The bodies of eight climbers – four South Koreans and four Nepali guides – were spotted near the wreckage of their camp by a rescue team yesterday morning, but strong winds were hampering the search effort.
A fifth South Korean climber was initially reported missing, but officials later confirmed he was at the camp when the deadly storm hit Friday and also perished.
“A mountain expedition of five South Korean nationals and four foreigners were swept off by strong winds at the base camp during their climb to Mount Gurja. (They) fell off a cliff and died,” the South Korean foreign ministry said in a statement.
Helicopter pilot Siddartha Gurung was among the first people to reach the site after the deadly storm and described a scene of total destruction.
He said all the tents had been flattened, reduced to a tangled mess of tarpaulin and broken poles, and the climbers’ bodies were scattered across a wide area, including some in a riverbed some 500m (1,640ft) away from the main camp.
“Everything is gone, all the tents are blown apart,” Gurung said.
Gurung landed a helicopter just above the expedition team’s camp and attempted to descend to the campsite with a group of local villagers, but icy and unstable conditions meant they were unable to retrieve any of the bodies.
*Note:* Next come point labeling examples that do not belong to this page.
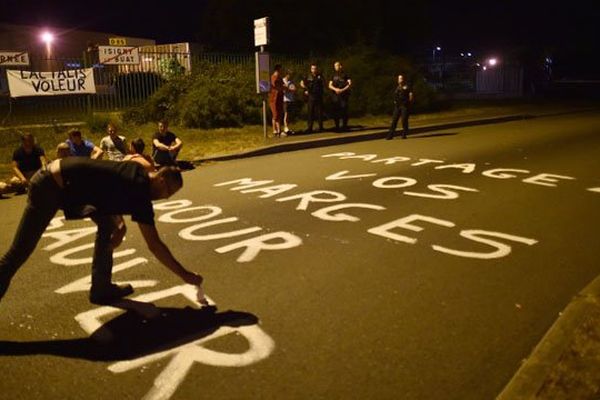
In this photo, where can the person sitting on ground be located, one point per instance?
(165, 145)
(136, 153)
(26, 161)
(113, 145)
(63, 151)
(79, 186)
(82, 147)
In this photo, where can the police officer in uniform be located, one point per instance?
(403, 97)
(340, 86)
(313, 86)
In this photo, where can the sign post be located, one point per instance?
(263, 83)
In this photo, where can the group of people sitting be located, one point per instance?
(29, 157)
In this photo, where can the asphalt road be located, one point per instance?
(419, 292)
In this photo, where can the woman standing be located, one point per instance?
(276, 100)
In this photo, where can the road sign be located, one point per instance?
(117, 41)
(261, 32)
(13, 58)
(118, 55)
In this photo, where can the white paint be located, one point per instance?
(260, 344)
(382, 183)
(253, 246)
(405, 223)
(172, 205)
(447, 192)
(342, 154)
(325, 213)
(502, 173)
(466, 168)
(391, 160)
(189, 232)
(244, 183)
(364, 157)
(55, 223)
(502, 250)
(213, 211)
(314, 197)
(546, 179)
(341, 175)
(68, 236)
(423, 161)
(84, 284)
(61, 258)
(260, 347)
(270, 191)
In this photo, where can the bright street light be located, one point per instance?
(47, 37)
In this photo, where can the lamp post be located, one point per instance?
(436, 48)
(48, 39)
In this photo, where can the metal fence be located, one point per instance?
(118, 87)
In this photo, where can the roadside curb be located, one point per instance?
(356, 137)
(532, 374)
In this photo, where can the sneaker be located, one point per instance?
(111, 294)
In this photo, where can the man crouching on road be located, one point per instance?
(102, 191)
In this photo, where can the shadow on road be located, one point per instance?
(417, 136)
(133, 335)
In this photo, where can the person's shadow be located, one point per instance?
(132, 334)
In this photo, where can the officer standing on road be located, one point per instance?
(403, 98)
(313, 86)
(340, 85)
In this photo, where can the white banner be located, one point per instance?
(32, 83)
(12, 58)
(118, 55)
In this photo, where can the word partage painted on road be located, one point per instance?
(41, 83)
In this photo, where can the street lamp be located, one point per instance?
(48, 38)
(436, 48)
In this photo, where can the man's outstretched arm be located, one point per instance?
(164, 255)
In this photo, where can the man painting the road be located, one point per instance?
(403, 98)
(78, 186)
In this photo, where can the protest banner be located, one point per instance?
(32, 83)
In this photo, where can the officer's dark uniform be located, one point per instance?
(314, 87)
(401, 109)
(340, 101)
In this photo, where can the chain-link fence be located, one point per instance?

Rescue officials tried to send a second helicopter to the site but it was unable to fly due to strong winds, police spokesman Sailesh Thapa said.
Another attempt will be made Sunday, he added.
The storm is the deadliest incident to hit Nepal’s mountaineering industry since 18 people were killed at Mt Everest’s base camp in 2015 in an avalanche triggered by a powerful earthquake.
The previous year, 16 Sherpas were killed on Everest when an avalanche swept through the Khumbu Icefall during the busy Spring climbing season. Then in October, a freak blizzard killed more than 40 tourists and their guides in the Annapurna region, a disaster that was largely blamed on poor weather forecasting and lacklustre safety standards in Nepal’s poorly regulated trekking industry.
Mountain weather is known for being unpredictable with strong winds capable of throwing a person off balance.